Nuestro tiempo también está plagado de rupturas, heridas, decepciones, fracasos. También necesitamos escuchar de labios del Señor ese “paz a vosotros” que nos permite reconocerle, recomponer nuestra existencia, asumir lo vivido y transformarlo en experiencia de entrega esperanzada, que posibilita que germine un mañana distinto, nuevo.

Vivimos experiencias que son reparadoras, resucitadas, resucitadoras. Pero solo seremos capaces de reconocerlas y acogerlas si vivimos desde el encuentro con el Resucitado, desde el reconocimiento de los signos de su presencia entre nosotros.

Pero es en comunidad, como le sucede a Tomás, que podemos estar en actitud de recibir renovadamente el don de la Pascua. Cuando estamos fuera, cuando andamos solos y perdidos, como ovejas sin pastor, nos perdemos la experiencia de la nueva vida que Cristo nos da. Es la comunidad la que hace posible la experiencia de la resurrección en nuestra vida. Una comunidad en la que vayamos actualizando la misma experiencia de la comunidad apostólica: un solo corazón y una sola alma, en la que nadie llama suyo propio a lo que tiene, donde se vive la comunión de bienes, de vida y acción. Una comunidad en la que tener en cuenta las necesidades humanas de cada persona. Una comunidad capaz de dar testimonio con la propia vida de la resurrección del Señor.

El Señor posibilita que renazca en nosotros la capacidad esperanzada de reconocer sus signos, de sentirnos reconciliados y de acoger nuevamente la tarea: “como el Padre me ha enviado, así os envío yo”. El encuentro con el Resucitado nos permite además reconocer que somos una misión, que nuestra vida es misión.

Como Tomás también nosotros podemos desembarazarnos de nuestros miedos y decepciones, de nuestros deseos de palpar las llagas que en nuestra imaginación esperamos encontrar, para que en el encuentro vital con el Resucitado nos abramos a la comunión y la misión, a tocar otras llagas en las que reconocer al Crucificado Resucitado, las llagas reales de la humanidad herida en las que podemos reconocer al crucificado resucitado, viviendo en el amor del servicio que se realiza en comunidad.

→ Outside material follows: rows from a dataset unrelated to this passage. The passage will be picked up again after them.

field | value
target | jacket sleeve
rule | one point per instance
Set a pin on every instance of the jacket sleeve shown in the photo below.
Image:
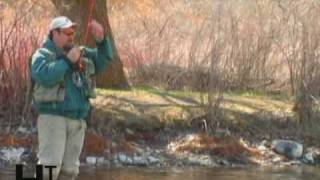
(102, 55)
(46, 72)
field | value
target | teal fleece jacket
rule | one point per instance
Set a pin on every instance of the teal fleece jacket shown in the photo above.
(76, 104)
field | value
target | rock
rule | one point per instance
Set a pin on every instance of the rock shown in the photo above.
(140, 161)
(91, 160)
(153, 160)
(262, 148)
(308, 158)
(122, 158)
(276, 159)
(102, 161)
(290, 149)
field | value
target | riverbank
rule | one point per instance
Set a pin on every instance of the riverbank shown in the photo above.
(150, 127)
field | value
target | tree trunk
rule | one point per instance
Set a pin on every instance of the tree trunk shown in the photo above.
(78, 11)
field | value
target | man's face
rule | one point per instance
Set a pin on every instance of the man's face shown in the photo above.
(64, 38)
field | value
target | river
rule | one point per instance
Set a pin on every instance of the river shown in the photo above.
(188, 173)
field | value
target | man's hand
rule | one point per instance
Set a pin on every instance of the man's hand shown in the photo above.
(96, 30)
(74, 54)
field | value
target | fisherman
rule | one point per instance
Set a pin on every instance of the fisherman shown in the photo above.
(62, 75)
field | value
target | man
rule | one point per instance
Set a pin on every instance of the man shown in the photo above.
(62, 76)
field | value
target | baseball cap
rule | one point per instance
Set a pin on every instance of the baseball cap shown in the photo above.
(61, 22)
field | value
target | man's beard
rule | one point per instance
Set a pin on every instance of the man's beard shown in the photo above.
(67, 48)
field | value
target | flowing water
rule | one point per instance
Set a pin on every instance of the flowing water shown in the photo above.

Es en el abrazo de la comunidad, en el que aprendemos a descubrir el amor de Dios, el que nos permite reconocer la presencia del resucitado en las llagas de la humanidad herida que tocamos. La presencia del resucitado que podemos reconocer acompañando nuestras vidas.

Mi proyecto de vida, posiblemente, tiene aún muchos miedos que me atenazan y encierran, de los que puedo desembarazarme. ¿Qué ámbitos de mi existencia han de transformarse aún en lugares de encuentro con el Resucitado? ¿Qué pasos puedo ir dando para que eso se convierta de deseo en tarea?